LE DéCRET du 7 avril 2005 offrait aux préfets la possibilité de moduler les horaires de la permanence des soins dans tout ou partie des secteurs de leur département selon «les besoins de la population et les délais d'intervention des services d'urgence appréciés secteur par secteur».
C'est sur la base de ce texte que la préfète de Saône-et-Loire, Anne Merloz, avait pris en mars 2007 un arrêté déléguant la permanence des soins entre minuit et 8 heures du matin, pour l'ensemble des secteurs du département, aux urgences hospitalières. Une décision qui n'a pas été du goût du député socialiste du département, Arnaud Montebourg qui, avec huit autres élus du département, tous conseillers généraux, a saisi le tribunal administratif de Dijon pour faire annuler cette décision qui portait, selon eux, «une atteinte irrémédiable aux intérêts de la population des territoires ruraux».
La justice vient de lui donner raison, plus pour des raisons de forme que de fond. Le tribunal a en effet estimé que les modalités d'organisation de la permanence des soins en Saône-et-Loire prévues dans l'arrêté préfectoral n'avaient pas été déterminées secteur par secteur, comme le prévoit le code de santé publique, mais «en adoptant une position unique pour l'ensemble des secteurs». C'est ce qui a conduit le tribunal administratif à juger l'arrêté préfectoral «entaché d'erreur de droit».
Contacté par « le Quotidien », le député socialiste s'explique (voir ci-dessous) : «Les médecins des secteurs ruraux sont favorables à cette action, indique-t-il. Ce sont eux qui l'ont souhaité car les urgences hospitalières étant éloignées de ces secteurs ruraux, les patients appellent leur médecin traitant la nuit plutôt que de se rendre aux urgences. Ces médecins préfèrent donc assurer une garde de nuit toutes les trois semaines, plutôt que de risquer de se faire déranger la nuit.»
La colère de la FMF.
Côté syndicats parisiens, l'information fait bondir. Pour le Dr Jean-Paul Hamon, président de la FMF-généralistes, «Arnaud Montebourg ne connaît rien à la démographie médicale, mais ne perd pas une occasion de se faire mousser. Il n'a rien à dire sur les retraites et les régimes spéciaux, mais cela ne l'empêche pas d'attaquer quelques malheureux médecins isolés qui travaillent dans des conditions déjà épouvantables». Jean-Paul Hamon rappelle en outre qu'un généraliste travaille en moyenne 58 heures par semaine. «Faut-il rappeler, ajoute-t-il, que, après 17heures consécutives de travail ininterrompu, le taux de vigilance est équivalent à 0,5g d'alcoolémie.

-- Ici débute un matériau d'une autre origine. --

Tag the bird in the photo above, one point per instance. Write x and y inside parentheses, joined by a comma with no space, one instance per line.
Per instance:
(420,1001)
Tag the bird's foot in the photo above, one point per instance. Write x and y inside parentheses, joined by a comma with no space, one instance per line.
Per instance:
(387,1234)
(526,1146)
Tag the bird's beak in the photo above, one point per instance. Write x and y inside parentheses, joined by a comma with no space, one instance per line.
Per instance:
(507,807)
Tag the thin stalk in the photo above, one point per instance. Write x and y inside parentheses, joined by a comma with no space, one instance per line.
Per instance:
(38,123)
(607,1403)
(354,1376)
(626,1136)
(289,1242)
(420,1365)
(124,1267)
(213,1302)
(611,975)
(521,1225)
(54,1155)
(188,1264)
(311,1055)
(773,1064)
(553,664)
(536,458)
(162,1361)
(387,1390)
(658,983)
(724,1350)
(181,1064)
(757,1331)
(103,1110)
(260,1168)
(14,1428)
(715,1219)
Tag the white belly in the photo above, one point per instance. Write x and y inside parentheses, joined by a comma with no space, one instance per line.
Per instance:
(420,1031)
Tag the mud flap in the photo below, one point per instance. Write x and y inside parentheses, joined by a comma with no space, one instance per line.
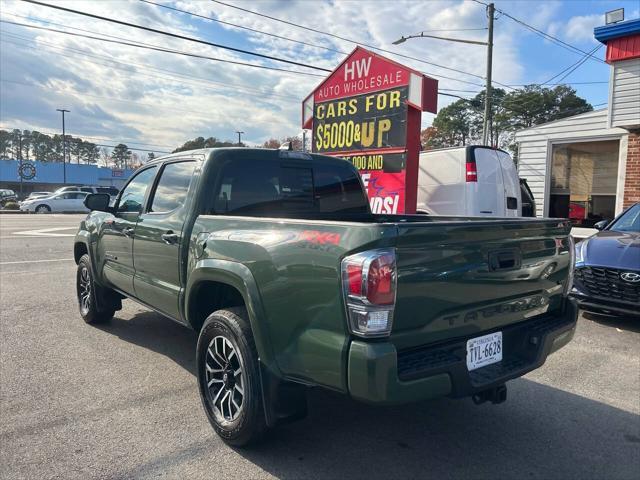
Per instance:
(284,402)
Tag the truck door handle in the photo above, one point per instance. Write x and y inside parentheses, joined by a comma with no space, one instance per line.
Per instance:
(169,238)
(505,260)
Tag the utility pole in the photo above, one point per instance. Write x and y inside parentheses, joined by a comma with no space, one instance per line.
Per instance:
(64,146)
(489,45)
(487,93)
(20,159)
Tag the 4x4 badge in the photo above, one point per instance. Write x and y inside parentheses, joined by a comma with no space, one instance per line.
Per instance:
(630,277)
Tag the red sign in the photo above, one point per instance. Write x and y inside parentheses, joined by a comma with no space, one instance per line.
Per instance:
(368,111)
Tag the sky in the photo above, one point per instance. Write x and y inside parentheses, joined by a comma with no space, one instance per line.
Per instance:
(158,100)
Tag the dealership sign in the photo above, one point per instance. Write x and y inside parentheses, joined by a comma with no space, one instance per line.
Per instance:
(368,112)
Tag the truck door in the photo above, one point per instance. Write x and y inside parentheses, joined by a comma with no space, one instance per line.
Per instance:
(159,237)
(116,237)
(511,184)
(486,196)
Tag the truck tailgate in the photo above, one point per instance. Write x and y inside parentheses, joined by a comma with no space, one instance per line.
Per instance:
(462,278)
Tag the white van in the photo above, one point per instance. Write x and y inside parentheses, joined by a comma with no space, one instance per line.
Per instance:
(470,181)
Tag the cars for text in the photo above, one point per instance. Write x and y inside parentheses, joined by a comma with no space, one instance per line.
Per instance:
(276,260)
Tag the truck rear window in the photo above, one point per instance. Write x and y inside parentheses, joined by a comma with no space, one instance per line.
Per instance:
(263,188)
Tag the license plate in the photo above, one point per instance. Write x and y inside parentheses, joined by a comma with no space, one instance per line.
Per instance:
(483,351)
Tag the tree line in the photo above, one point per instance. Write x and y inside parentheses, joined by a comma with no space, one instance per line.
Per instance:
(460,123)
(213,142)
(33,145)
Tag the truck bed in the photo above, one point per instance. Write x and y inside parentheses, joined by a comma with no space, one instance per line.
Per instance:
(445,288)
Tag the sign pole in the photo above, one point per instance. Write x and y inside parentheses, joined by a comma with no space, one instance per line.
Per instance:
(368,111)
(486,136)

Quel sera le taux après les 36heures consécutives que veut imposer Arnaud Montebourg?»
Mais sur le terrain, les réactions sont parfois diamétralement opposées. Pour le Dr Catherine Aubry, généraliste à Cluny et présidente (MG-France) de la section généraliste de l'URML, «dans les zones rurales, nous souhaitions continuer à assurer nos gardes entre minuit et 8heures car l'hôpital est éloigné, et nous voulons pouvoir continuer à assurer un service de proximité, notamment pour les personnes âgées. La préfète a arbitrairement décidé d'arrêter la PDS à minuit dans tous les secteurs pour faire des économies. Cela peut se comprendre dans un certain nombre de secteurs urbains ou périurbains, mais il n'y avait aucune raison d'imposer ce système à l'ensemble des secteurs».

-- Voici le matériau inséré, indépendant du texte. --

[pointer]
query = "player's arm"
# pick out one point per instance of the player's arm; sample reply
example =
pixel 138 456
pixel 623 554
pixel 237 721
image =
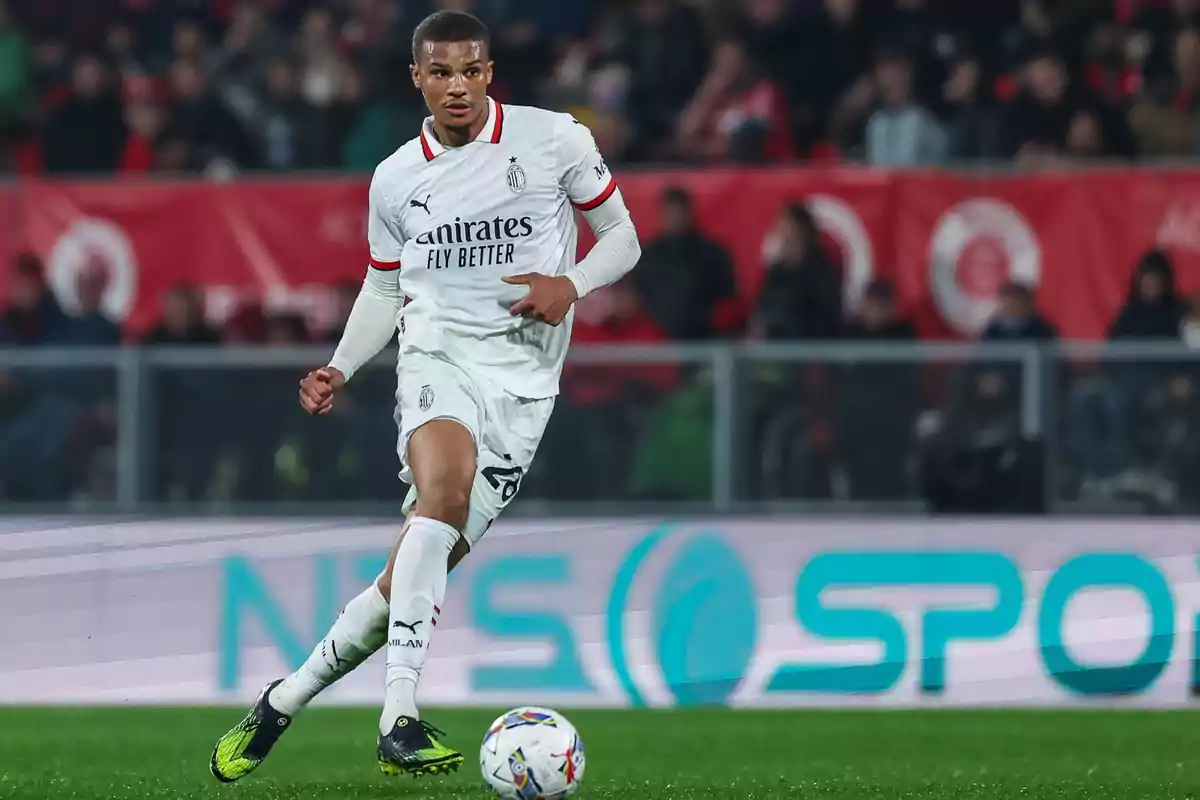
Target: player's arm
pixel 593 191
pixel 372 320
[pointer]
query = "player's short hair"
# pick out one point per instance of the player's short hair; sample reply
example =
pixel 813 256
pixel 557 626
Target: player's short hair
pixel 449 26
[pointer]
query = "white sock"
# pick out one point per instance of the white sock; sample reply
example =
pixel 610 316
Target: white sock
pixel 359 631
pixel 418 588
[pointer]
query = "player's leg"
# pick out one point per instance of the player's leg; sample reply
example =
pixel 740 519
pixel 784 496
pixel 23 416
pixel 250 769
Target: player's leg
pixel 441 455
pixel 359 631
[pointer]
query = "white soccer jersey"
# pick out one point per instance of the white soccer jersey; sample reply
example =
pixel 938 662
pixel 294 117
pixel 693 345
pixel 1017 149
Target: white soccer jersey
pixel 450 223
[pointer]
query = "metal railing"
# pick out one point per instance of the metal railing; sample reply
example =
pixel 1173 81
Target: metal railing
pixel 726 428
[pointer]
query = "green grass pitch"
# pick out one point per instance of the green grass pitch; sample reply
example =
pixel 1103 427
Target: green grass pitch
pixel 163 753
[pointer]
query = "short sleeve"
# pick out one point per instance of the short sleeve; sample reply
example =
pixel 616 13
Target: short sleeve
pixel 585 175
pixel 385 240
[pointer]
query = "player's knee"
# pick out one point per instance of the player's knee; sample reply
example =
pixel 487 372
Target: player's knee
pixel 447 503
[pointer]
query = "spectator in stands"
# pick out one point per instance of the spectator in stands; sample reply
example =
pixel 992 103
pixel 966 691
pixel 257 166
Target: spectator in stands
pixel 972 120
pixel 183 320
pixel 240 61
pixel 737 113
pixel 875 428
pixel 288 126
pixel 145 120
pixel 89 325
pixel 879 318
pixel 1152 310
pixel 772 31
pixel 1017 318
pixel 1107 70
pixel 901 132
pixel 322 62
pixel 1163 119
pixel 34 316
pixel 87 132
pixel 1191 328
pixel 837 56
pixel 1036 124
pixel 666 40
pixel 685 280
pixel 1153 32
pixel 190 43
pixel 1085 137
pixel 801 298
pixel 16 79
pixel 204 124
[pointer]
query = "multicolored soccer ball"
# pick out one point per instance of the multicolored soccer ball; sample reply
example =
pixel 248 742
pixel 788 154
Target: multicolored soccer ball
pixel 532 753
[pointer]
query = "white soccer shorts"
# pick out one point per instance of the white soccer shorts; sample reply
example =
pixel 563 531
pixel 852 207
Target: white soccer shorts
pixel 507 429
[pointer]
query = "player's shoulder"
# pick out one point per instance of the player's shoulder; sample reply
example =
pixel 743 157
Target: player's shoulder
pixel 394 175
pixel 399 167
pixel 534 122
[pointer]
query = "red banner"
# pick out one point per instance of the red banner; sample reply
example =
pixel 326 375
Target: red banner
pixel 947 240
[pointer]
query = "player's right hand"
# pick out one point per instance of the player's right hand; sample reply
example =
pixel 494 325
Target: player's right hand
pixel 318 388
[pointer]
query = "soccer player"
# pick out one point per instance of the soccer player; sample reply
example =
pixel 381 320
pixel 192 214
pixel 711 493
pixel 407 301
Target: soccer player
pixel 473 238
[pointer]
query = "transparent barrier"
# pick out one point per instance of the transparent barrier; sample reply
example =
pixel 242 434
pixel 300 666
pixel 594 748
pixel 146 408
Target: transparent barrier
pixel 748 428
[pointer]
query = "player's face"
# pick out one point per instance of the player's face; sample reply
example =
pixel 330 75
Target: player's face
pixel 454 78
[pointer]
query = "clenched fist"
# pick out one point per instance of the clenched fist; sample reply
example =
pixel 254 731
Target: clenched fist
pixel 318 388
pixel 549 300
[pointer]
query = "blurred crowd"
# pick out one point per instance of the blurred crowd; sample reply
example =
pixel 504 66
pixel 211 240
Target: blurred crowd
pixel 953 434
pixel 219 86
pixel 139 86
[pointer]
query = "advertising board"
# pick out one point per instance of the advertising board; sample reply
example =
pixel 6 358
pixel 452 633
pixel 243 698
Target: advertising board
pixel 621 612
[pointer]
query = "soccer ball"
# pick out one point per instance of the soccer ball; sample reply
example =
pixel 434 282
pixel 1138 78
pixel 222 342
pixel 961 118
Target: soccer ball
pixel 532 753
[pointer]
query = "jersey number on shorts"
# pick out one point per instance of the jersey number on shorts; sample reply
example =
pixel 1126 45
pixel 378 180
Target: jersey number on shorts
pixel 507 480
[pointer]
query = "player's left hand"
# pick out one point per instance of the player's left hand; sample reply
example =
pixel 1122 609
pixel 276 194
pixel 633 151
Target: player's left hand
pixel 549 300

Pour le Dr Jean-Maurice Dailly, président de la CSMF-71, le constat est plus mitigé. «Maintenir la PDS toute la nuit dans tous les secteurs alors qu'il n'y a que quatre ou cinq actes après minuit présentait un coût important, indique-t-il au “Quotidien”. Je comprends bien la position du DrAubry, mais si la préfète décide de maintenir la PDS après minuit dans ces secteurs ruraux, je ne donne pas un an pour qu'une bonne partie des médecins de ces secteurs se désengagent, vu le niveau de volontariat. Ceux qui continueront vont s'épuiser, c'est la raison pour laquelle la préfète avait décidé d'arrêter la PDS à minuit dans tous les secteurs du département.»

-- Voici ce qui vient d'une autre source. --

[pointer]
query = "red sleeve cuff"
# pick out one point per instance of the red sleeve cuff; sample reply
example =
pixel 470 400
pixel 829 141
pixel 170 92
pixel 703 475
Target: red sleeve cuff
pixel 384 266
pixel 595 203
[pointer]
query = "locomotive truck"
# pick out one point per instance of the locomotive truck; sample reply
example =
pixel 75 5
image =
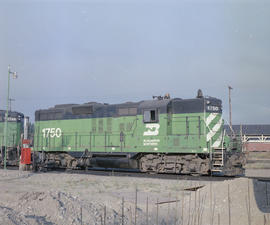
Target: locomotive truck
pixel 162 135
pixel 15 131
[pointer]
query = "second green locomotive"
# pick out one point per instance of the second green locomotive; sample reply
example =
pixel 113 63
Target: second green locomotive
pixel 15 131
pixel 163 135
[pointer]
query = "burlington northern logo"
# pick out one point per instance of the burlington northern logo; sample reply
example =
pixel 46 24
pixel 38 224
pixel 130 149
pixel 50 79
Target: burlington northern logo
pixel 152 130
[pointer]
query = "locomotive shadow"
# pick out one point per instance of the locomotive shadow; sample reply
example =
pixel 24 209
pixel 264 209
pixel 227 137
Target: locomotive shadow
pixel 261 189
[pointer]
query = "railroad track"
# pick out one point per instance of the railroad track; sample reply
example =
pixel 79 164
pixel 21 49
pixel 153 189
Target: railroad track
pixel 138 174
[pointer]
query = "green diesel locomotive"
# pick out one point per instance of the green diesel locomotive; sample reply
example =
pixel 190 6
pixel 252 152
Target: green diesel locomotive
pixel 163 135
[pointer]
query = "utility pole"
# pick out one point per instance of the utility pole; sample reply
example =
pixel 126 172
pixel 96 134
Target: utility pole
pixel 10 101
pixel 14 75
pixel 230 105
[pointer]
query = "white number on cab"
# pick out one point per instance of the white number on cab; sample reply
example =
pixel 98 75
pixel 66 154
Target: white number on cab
pixel 52 132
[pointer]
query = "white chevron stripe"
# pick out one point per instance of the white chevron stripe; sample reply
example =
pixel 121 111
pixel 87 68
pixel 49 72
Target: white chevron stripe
pixel 217 142
pixel 214 130
pixel 210 118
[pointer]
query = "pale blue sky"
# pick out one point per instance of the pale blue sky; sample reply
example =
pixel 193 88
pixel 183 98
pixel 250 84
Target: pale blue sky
pixel 117 51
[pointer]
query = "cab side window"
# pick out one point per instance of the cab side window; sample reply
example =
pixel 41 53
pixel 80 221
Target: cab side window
pixel 150 116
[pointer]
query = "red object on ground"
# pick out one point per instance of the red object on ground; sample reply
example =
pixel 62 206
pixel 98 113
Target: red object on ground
pixel 257 146
pixel 26 141
pixel 26 156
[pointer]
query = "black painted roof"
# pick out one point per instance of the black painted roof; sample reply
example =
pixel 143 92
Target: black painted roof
pixel 256 129
pixel 98 110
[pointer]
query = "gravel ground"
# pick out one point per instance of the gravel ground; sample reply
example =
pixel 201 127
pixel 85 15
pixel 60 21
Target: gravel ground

Contactée par « le Quotidien », la préfecture n'a pas été en mesure de répondre à nos questions. Mais, selon le Dr Dailly, une réunion du comité départemental de l'aide médicale d'urgence et de la permanence des soins (CODAMUPS) est programmée pour mardi 27 novembre : «La préfète va sûrement reprendre le même arrêté, mais en l'argumentant secteur par secteur, comme le prévoient les textes.»